While he scrutinised each plate minutely, she did the same to him, wondering just what it was about this man, rumpled and exhausted as he was, that set up this strange electric tingle inside her. She couldn’t remember having had anything quite like it happen to her before and it was totally inappropriate. Not only was she in Italy for rest and recuperation in the wake of the disaster of the last few months, but this man was obviously a pillar of the local community. He was probably a very loving husband to the pretty young wife she’d had to leave behind at the beach and he was definitely a concerned parent.
She made herself drag her eyes away from him to gauge how many patients there were still waiting for attention.
None seemed to be victims of the outbreak of food-poisoning she’d heard about.
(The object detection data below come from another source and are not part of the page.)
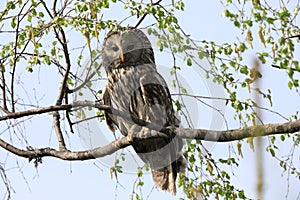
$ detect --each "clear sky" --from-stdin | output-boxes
[0,1,300,200]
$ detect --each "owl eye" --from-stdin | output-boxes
[111,46,119,51]
[126,44,134,51]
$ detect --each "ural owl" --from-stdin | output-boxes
[102,28,186,194]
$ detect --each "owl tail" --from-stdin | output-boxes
[152,163,177,195]
[152,156,186,195]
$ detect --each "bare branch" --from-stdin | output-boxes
[0,120,300,160]
[0,101,300,142]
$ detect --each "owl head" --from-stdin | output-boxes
[102,27,155,71]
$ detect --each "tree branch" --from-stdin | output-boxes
[0,101,300,160]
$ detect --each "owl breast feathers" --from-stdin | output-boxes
[102,28,186,194]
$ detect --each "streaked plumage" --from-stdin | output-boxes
[102,28,186,194]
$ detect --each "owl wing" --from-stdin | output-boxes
[130,71,182,194]
[102,87,115,132]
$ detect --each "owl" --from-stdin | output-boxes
[102,28,186,194]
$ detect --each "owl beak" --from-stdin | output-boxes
[120,53,125,63]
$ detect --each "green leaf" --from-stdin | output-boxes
[186,58,193,67]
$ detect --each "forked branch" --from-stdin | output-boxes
[0,101,300,160]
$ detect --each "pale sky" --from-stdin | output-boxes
[0,1,300,200]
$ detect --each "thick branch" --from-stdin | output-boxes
[0,101,300,160]
[0,120,300,160]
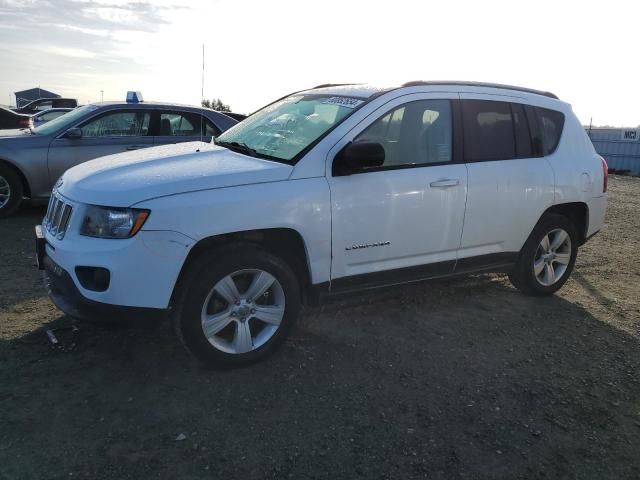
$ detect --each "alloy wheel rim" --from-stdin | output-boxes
[0,176,11,208]
[201,269,286,354]
[533,228,571,287]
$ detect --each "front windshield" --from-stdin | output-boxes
[31,105,98,135]
[215,94,364,162]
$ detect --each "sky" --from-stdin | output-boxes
[0,0,640,127]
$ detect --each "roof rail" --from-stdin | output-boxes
[309,83,359,90]
[402,80,558,99]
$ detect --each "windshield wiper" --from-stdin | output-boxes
[213,139,262,157]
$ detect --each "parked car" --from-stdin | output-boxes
[14,98,78,115]
[0,107,33,130]
[0,96,237,217]
[31,108,73,127]
[36,82,607,366]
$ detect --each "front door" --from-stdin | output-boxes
[328,94,467,289]
[47,109,153,185]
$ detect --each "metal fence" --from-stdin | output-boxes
[587,128,640,176]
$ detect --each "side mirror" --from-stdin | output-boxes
[333,141,384,176]
[64,128,82,138]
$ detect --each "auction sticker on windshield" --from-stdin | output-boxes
[322,97,364,108]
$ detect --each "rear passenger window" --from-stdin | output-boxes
[511,103,533,158]
[462,100,516,162]
[536,107,564,155]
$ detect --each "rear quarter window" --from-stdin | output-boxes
[536,107,564,155]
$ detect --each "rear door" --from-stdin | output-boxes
[153,110,220,145]
[48,108,153,185]
[456,93,554,270]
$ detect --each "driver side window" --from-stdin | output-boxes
[354,100,453,168]
[80,111,151,137]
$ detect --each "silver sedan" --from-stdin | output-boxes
[0,102,237,218]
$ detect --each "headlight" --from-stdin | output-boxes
[80,205,151,238]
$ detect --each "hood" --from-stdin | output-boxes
[58,142,293,207]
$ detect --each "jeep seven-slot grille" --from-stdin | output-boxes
[42,191,73,240]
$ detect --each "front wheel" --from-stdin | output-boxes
[509,214,578,295]
[0,163,23,218]
[175,247,300,367]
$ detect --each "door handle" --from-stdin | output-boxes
[429,178,460,188]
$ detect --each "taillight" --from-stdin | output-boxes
[600,157,609,193]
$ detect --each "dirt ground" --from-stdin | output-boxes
[0,177,640,480]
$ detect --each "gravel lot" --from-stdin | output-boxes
[0,176,640,480]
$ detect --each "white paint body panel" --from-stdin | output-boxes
[45,85,606,308]
[459,92,554,258]
[326,92,467,279]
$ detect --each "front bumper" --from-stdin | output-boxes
[38,252,168,322]
[36,214,194,310]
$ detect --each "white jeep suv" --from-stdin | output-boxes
[36,82,607,366]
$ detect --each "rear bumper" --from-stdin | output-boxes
[41,255,168,323]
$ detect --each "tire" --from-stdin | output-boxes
[0,163,24,218]
[174,245,301,368]
[509,214,578,296]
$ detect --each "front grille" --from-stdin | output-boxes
[42,191,73,240]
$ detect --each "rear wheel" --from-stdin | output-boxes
[0,163,23,218]
[509,214,578,295]
[175,247,300,367]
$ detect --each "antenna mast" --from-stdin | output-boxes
[200,43,206,142]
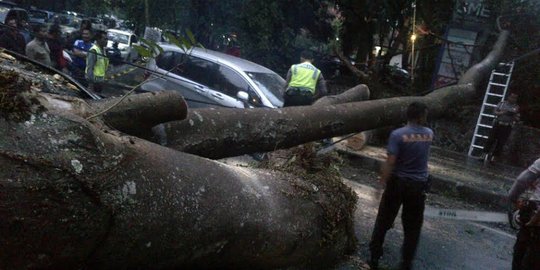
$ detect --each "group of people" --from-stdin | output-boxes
[284,51,540,270]
[0,17,109,92]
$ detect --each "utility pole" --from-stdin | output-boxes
[144,0,150,27]
[411,1,416,83]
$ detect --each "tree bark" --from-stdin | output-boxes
[0,92,355,269]
[165,31,508,158]
[91,91,187,137]
[313,84,370,106]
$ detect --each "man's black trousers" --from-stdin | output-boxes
[512,226,540,270]
[369,176,426,269]
[283,90,313,107]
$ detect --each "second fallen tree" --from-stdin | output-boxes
[159,31,508,158]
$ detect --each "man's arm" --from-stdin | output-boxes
[379,154,396,185]
[316,73,328,98]
[494,102,504,115]
[25,41,36,60]
[73,40,88,58]
[283,68,292,93]
[86,50,97,81]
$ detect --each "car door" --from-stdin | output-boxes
[182,55,244,108]
[216,64,262,107]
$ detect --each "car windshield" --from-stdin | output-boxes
[30,10,47,19]
[107,32,129,44]
[246,72,285,107]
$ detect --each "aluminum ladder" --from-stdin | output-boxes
[469,62,514,158]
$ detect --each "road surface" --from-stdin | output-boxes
[336,170,515,270]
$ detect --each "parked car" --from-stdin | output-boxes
[141,44,285,108]
[0,3,29,23]
[28,9,54,24]
[106,29,139,62]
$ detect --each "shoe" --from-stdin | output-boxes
[399,262,412,270]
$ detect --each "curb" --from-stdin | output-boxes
[337,149,508,211]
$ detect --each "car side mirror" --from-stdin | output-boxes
[236,91,249,103]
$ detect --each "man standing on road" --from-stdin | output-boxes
[508,158,540,270]
[26,25,51,66]
[0,17,26,55]
[86,31,109,93]
[484,93,519,161]
[369,102,433,269]
[283,51,328,107]
[71,29,93,81]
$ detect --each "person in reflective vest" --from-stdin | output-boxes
[283,51,328,107]
[86,31,109,92]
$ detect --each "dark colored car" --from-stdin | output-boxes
[28,9,54,24]
[0,6,29,23]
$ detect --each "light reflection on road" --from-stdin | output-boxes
[338,179,515,270]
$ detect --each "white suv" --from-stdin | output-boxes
[140,43,285,108]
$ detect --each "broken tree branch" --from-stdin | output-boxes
[165,32,508,158]
[91,91,187,136]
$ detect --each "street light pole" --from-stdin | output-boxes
[411,1,416,83]
[144,0,150,27]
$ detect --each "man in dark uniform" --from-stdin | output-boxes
[0,17,26,55]
[369,102,433,269]
[484,93,519,161]
[508,158,540,270]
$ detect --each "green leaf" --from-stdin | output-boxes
[133,45,152,57]
[164,33,182,48]
[186,29,197,45]
[180,36,193,50]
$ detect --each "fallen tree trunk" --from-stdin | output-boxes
[89,91,187,137]
[313,84,370,106]
[0,79,355,269]
[161,31,508,158]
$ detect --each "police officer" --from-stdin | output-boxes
[508,158,540,270]
[86,31,109,92]
[484,93,519,161]
[283,51,327,107]
[369,102,433,269]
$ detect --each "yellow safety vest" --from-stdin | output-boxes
[86,44,109,77]
[289,63,321,94]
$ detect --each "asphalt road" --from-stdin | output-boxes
[335,170,515,270]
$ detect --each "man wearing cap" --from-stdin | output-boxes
[283,51,328,107]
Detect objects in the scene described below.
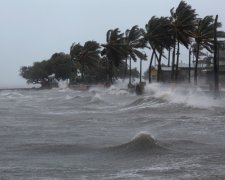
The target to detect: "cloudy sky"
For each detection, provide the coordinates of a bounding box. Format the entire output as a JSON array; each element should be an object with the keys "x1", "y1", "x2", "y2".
[{"x1": 0, "y1": 0, "x2": 225, "y2": 88}]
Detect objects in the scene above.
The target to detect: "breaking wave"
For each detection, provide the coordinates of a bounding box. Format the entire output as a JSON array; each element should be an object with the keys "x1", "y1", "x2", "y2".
[{"x1": 108, "y1": 132, "x2": 164, "y2": 153}]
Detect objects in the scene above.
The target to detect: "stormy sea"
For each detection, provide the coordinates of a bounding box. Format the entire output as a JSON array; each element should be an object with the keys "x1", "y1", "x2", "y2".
[{"x1": 0, "y1": 83, "x2": 225, "y2": 180}]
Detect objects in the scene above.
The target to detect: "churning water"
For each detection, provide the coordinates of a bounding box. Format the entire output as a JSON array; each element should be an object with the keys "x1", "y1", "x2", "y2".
[{"x1": 0, "y1": 84, "x2": 225, "y2": 180}]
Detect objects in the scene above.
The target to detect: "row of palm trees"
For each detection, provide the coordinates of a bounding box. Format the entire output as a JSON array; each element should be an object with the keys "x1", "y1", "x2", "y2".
[{"x1": 70, "y1": 0, "x2": 225, "y2": 84}]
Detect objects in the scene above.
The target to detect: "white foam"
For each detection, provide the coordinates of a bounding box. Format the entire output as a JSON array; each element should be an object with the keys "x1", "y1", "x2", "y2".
[{"x1": 146, "y1": 83, "x2": 225, "y2": 108}]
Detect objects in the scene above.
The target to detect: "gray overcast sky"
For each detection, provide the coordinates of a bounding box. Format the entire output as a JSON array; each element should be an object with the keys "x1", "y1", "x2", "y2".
[{"x1": 0, "y1": 0, "x2": 225, "y2": 88}]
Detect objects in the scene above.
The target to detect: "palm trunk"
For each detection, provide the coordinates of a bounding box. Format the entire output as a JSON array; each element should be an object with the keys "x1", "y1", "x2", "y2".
[
  {"x1": 157, "y1": 49, "x2": 162, "y2": 82},
  {"x1": 81, "y1": 62, "x2": 84, "y2": 82},
  {"x1": 140, "y1": 59, "x2": 142, "y2": 84},
  {"x1": 188, "y1": 49, "x2": 191, "y2": 83},
  {"x1": 213, "y1": 15, "x2": 219, "y2": 97},
  {"x1": 148, "y1": 49, "x2": 155, "y2": 83},
  {"x1": 124, "y1": 58, "x2": 127, "y2": 79},
  {"x1": 171, "y1": 37, "x2": 176, "y2": 81},
  {"x1": 167, "y1": 48, "x2": 171, "y2": 67},
  {"x1": 129, "y1": 57, "x2": 131, "y2": 84},
  {"x1": 175, "y1": 40, "x2": 180, "y2": 81},
  {"x1": 194, "y1": 42, "x2": 200, "y2": 85}
]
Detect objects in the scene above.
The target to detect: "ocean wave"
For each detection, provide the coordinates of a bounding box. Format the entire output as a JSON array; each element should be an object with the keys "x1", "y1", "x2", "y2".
[{"x1": 107, "y1": 132, "x2": 164, "y2": 153}]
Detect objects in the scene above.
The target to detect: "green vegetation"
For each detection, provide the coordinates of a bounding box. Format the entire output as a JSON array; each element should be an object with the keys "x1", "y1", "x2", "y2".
[{"x1": 20, "y1": 1, "x2": 225, "y2": 91}]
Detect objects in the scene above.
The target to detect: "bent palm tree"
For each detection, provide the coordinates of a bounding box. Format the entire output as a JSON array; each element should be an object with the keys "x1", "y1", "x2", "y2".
[
  {"x1": 190, "y1": 16, "x2": 225, "y2": 84},
  {"x1": 144, "y1": 16, "x2": 172, "y2": 82},
  {"x1": 70, "y1": 41, "x2": 100, "y2": 81},
  {"x1": 101, "y1": 28, "x2": 127, "y2": 82},
  {"x1": 124, "y1": 25, "x2": 146, "y2": 83},
  {"x1": 170, "y1": 1, "x2": 197, "y2": 80}
]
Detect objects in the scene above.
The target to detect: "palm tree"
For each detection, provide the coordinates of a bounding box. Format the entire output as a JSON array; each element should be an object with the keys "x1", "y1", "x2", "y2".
[
  {"x1": 101, "y1": 28, "x2": 127, "y2": 83},
  {"x1": 145, "y1": 16, "x2": 172, "y2": 82},
  {"x1": 124, "y1": 25, "x2": 146, "y2": 84},
  {"x1": 170, "y1": 1, "x2": 197, "y2": 80},
  {"x1": 190, "y1": 16, "x2": 224, "y2": 85},
  {"x1": 70, "y1": 41, "x2": 100, "y2": 81}
]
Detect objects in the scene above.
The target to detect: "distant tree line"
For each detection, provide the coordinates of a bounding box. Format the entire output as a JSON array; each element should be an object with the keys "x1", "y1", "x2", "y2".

Apparently, there had been some sort of welcoming buffet at one of the larger hotels a little way along the coast, resulting in nearly fifty people suffering the effects of the flouting of hygiene regulations in the kitchen.
‘Where is Taddeo now?’ Dr Aldarini demanded when he finished scrutinising the plates, and she turned to face him again. ‘Is he on his way back down here?’
‘I hope you don’t think I was throwing my weight around, but…he came round while the X-rays were being taken and the radiographer and I decided he would probably be better off under supervision in the children’s ward. Apparently the paediatrician already knows him there?’
His mouth twisted into a wry grin. ‘Unfortunately, too well,’ he agreed. ‘The last time he was here was several months ago when he came off his bicicletta and broke his arm.’ He shook his head. ‘He has no fear, that one. He will give me white hair.’
Her eyes travelled over the thick dark strands but couldn’t see any evidence that it was happening yet. All she noticed was the fact that his hair was just long enough to reveal the same existence of a tendency to unruly curls as his son had inherited.
‘The paediatrician said that as he’d been unconscious for so long, he’ll keep Taddeo here overnight under observation. He’ll speak to you when you have time to call, but he was cautiously optimistic…the way doctors always are. Oh, and I have no idea how you’ll get in contact with your wife to let her know what’s happening. She was very upset, but I had to leave her behind at the beach. You’ll need to put her mind at rest about Taddeo.’
She couldn’t help thinking that the young woman she’d left at the beach seemed absurdly young to be married to such a man as this—still dynamic in spite of his exhaustion. And it wasn’t just because he’d made her pulse leap when she’d been determined not to have anything to do with men for the foreseeable future.
‘Taddeo has no mother,’ he announced bluntly, his voice as hard as stone for all his attractive accent.